Details: Plantain sz 36, slashed and spread to add 6 inches each to front & back, lengthened ~12 inches
I’ve been in the mood for a muscle tee lately. And it seemed like a fun and simple thing to make. Starting with the Plantain I simply left off the sleeves and used bands to finish the arm holes. I also straightened out the curve through the waist to make it a little boxier.
Cotton lycra isn’t my favorite for a tee but I couldn’t resist this print. And I have been wearing it a lot – I think it may go with everything in my closet.
Also, a shout out to Colette Patterns for the Mabel skirt pattern. So simple and so satisfying. Initially I was concerned that a knit skirt would be a bit lumpy. But with the right ponte knit that doesn’t seem to be a problem. This ponte has a good deal of polyester and lycra with great recovery. I would like to make several more – the only difficulty has been finding ponte of the right thickness and recovery. Any suggestions?

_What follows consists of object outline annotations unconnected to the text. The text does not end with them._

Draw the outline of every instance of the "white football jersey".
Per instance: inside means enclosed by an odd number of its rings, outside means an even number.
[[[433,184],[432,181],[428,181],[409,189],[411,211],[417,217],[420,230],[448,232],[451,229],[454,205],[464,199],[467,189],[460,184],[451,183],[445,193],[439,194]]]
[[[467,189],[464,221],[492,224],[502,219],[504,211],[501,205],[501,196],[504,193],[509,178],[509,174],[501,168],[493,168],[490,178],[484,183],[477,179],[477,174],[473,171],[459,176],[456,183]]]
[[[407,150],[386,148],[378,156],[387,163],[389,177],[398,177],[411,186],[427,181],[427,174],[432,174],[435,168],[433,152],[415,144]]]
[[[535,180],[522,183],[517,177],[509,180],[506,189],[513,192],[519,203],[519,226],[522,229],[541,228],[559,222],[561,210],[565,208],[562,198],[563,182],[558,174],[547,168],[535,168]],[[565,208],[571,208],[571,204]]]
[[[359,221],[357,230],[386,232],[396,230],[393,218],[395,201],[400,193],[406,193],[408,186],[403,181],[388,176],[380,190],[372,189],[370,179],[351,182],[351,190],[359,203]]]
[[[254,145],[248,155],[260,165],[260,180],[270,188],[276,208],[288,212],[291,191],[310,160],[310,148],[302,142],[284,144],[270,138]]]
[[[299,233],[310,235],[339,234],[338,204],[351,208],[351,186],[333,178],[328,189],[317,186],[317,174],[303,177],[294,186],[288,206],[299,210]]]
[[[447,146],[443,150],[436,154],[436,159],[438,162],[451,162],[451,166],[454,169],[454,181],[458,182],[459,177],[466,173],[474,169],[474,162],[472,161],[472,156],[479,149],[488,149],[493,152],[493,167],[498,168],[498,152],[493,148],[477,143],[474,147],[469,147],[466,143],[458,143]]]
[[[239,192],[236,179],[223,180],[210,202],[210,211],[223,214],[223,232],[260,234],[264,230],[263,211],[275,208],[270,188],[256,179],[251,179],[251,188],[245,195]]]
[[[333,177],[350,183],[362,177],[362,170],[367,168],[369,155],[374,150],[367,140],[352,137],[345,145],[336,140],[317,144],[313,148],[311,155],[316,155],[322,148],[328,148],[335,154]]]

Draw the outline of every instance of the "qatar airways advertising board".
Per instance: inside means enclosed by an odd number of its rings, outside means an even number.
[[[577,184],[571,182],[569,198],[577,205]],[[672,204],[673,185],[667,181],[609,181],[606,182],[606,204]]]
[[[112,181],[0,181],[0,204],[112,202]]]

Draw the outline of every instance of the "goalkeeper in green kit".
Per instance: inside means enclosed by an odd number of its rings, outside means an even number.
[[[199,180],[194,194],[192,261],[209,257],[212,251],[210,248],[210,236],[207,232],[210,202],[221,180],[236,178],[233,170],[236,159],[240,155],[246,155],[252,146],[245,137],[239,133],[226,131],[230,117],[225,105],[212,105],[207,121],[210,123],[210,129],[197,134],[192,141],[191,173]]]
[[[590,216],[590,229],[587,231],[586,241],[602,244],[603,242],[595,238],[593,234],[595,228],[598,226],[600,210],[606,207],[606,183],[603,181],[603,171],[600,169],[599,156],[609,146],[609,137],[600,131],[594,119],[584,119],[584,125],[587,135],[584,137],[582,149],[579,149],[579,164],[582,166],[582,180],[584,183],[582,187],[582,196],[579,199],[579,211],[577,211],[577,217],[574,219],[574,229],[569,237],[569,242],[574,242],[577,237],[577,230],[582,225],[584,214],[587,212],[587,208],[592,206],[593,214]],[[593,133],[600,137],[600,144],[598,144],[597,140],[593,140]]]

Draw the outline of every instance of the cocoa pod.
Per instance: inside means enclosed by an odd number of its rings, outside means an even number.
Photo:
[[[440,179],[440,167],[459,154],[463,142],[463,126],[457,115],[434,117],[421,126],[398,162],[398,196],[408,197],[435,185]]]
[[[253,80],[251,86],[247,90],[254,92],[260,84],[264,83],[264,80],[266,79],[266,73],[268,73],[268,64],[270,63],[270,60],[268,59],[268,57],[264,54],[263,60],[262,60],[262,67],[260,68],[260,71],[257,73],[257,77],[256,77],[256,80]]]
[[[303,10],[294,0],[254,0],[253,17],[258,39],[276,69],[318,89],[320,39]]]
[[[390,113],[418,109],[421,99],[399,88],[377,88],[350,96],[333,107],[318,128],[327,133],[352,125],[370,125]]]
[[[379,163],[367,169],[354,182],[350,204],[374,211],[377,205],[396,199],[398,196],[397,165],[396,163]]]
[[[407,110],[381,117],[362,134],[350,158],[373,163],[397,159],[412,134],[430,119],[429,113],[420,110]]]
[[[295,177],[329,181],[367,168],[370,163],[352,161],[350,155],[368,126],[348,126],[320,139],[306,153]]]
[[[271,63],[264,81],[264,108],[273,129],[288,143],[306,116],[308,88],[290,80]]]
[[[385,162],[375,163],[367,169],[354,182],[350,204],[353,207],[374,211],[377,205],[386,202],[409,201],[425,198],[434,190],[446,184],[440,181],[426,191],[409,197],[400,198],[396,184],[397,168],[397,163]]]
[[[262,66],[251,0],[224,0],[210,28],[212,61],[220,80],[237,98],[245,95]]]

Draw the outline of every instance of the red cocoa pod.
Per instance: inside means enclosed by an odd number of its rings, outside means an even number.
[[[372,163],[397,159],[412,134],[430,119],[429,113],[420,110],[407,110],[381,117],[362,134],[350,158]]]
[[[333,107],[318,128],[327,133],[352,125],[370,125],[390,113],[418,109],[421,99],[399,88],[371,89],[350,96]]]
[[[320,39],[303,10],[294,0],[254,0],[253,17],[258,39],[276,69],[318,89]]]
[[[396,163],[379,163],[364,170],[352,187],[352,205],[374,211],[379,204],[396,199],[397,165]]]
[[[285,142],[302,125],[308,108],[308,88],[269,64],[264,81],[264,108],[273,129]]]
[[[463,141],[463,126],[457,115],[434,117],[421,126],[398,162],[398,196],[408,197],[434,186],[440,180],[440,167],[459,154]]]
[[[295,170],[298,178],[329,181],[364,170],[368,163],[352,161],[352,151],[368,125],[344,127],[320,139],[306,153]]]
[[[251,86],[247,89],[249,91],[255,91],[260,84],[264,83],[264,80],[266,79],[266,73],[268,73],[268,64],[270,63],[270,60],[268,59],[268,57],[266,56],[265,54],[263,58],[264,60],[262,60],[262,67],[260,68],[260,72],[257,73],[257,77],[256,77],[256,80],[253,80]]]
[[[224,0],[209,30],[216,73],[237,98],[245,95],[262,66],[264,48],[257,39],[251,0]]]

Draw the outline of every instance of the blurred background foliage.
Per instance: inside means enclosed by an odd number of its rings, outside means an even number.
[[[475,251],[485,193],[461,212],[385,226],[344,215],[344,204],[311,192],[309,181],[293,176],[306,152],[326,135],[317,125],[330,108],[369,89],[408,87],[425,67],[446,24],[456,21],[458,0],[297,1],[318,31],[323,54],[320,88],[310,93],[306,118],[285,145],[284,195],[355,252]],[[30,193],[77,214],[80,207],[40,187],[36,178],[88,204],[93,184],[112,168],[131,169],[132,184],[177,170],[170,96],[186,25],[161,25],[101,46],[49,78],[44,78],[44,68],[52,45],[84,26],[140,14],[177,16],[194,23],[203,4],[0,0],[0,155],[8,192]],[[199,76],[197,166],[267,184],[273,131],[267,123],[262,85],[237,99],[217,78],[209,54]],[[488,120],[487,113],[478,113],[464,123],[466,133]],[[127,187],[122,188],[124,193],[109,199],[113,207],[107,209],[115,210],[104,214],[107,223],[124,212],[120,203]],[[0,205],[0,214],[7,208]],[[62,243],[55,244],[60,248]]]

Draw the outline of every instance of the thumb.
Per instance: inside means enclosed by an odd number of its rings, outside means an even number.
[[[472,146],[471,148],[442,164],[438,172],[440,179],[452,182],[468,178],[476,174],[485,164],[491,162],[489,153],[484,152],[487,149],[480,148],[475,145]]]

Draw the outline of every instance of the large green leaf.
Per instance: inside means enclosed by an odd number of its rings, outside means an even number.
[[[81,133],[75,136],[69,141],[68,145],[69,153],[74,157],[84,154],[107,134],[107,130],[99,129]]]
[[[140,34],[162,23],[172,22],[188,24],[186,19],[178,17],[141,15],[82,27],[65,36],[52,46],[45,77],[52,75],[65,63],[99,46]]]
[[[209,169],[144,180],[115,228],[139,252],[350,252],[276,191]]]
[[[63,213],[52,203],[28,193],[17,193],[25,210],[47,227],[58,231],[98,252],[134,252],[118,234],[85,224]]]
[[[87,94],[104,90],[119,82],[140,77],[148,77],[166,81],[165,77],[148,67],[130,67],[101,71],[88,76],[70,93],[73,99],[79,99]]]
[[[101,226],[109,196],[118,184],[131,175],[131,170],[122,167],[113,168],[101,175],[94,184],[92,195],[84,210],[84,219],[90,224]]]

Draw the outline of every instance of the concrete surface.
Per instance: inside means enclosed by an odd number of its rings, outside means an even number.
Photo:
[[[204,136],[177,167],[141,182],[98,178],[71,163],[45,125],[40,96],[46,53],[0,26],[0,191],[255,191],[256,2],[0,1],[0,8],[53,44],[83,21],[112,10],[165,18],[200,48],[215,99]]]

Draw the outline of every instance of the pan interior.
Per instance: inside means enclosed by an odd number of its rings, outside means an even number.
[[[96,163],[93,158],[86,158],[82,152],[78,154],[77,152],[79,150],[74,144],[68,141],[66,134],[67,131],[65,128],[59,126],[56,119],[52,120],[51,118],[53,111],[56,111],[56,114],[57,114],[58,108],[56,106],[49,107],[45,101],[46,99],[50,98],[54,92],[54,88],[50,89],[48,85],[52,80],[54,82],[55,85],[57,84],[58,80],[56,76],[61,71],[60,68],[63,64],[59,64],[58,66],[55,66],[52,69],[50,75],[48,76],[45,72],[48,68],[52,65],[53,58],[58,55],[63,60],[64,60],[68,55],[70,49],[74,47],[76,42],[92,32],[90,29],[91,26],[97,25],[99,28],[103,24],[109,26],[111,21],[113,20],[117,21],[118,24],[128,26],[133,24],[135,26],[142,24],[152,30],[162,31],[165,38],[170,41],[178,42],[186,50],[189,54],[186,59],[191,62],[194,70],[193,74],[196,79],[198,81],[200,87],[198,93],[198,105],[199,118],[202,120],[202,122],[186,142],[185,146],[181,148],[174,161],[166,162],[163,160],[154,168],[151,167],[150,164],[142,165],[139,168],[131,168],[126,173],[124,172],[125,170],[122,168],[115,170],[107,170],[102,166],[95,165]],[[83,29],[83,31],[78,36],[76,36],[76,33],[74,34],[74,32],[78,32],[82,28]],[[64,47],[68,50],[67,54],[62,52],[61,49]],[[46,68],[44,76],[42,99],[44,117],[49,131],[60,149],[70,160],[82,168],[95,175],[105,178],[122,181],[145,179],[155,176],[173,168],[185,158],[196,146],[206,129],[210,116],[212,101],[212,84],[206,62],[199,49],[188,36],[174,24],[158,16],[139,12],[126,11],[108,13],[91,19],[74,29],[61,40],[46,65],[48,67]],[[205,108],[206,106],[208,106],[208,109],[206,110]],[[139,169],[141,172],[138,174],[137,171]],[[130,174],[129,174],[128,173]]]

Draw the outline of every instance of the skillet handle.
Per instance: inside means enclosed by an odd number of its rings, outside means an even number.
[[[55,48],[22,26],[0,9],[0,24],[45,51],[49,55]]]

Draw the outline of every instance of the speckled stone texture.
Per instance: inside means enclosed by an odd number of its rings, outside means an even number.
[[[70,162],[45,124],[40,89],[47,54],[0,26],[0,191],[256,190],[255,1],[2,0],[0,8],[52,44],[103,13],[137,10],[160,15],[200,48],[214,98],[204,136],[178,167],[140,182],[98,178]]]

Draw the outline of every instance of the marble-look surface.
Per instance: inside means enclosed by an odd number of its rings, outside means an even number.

This is the short skirt version though I lengthened it a few inches. I also graded between a S for the waistband and a M for the skirt. I was impressed that the pattern measurements were spot on – that never seems to happen.
Details: Deer and Doe Plantain, sz 38, sleeve bands instead of sleeves and straightened out the curve. Colette Mabel sz S waistband graded to a M for the skirt, ~3 inches length added.
Deer and Doe recently released a free t-shirt pattern – the Plantain. I’ve admired their patterns, especially Belladone, but wondered about sizing and fit. So I jumped at the chance to try one of their patterns for free.
I’ve already made four Plantains! Here’s number three. My favorite so far… and there will be more!
Details: size 36, graded to 38 at the bust
EDIT: I almost forgot, I also shortened it an inch or two and brought the neckline in 1/2″ all around.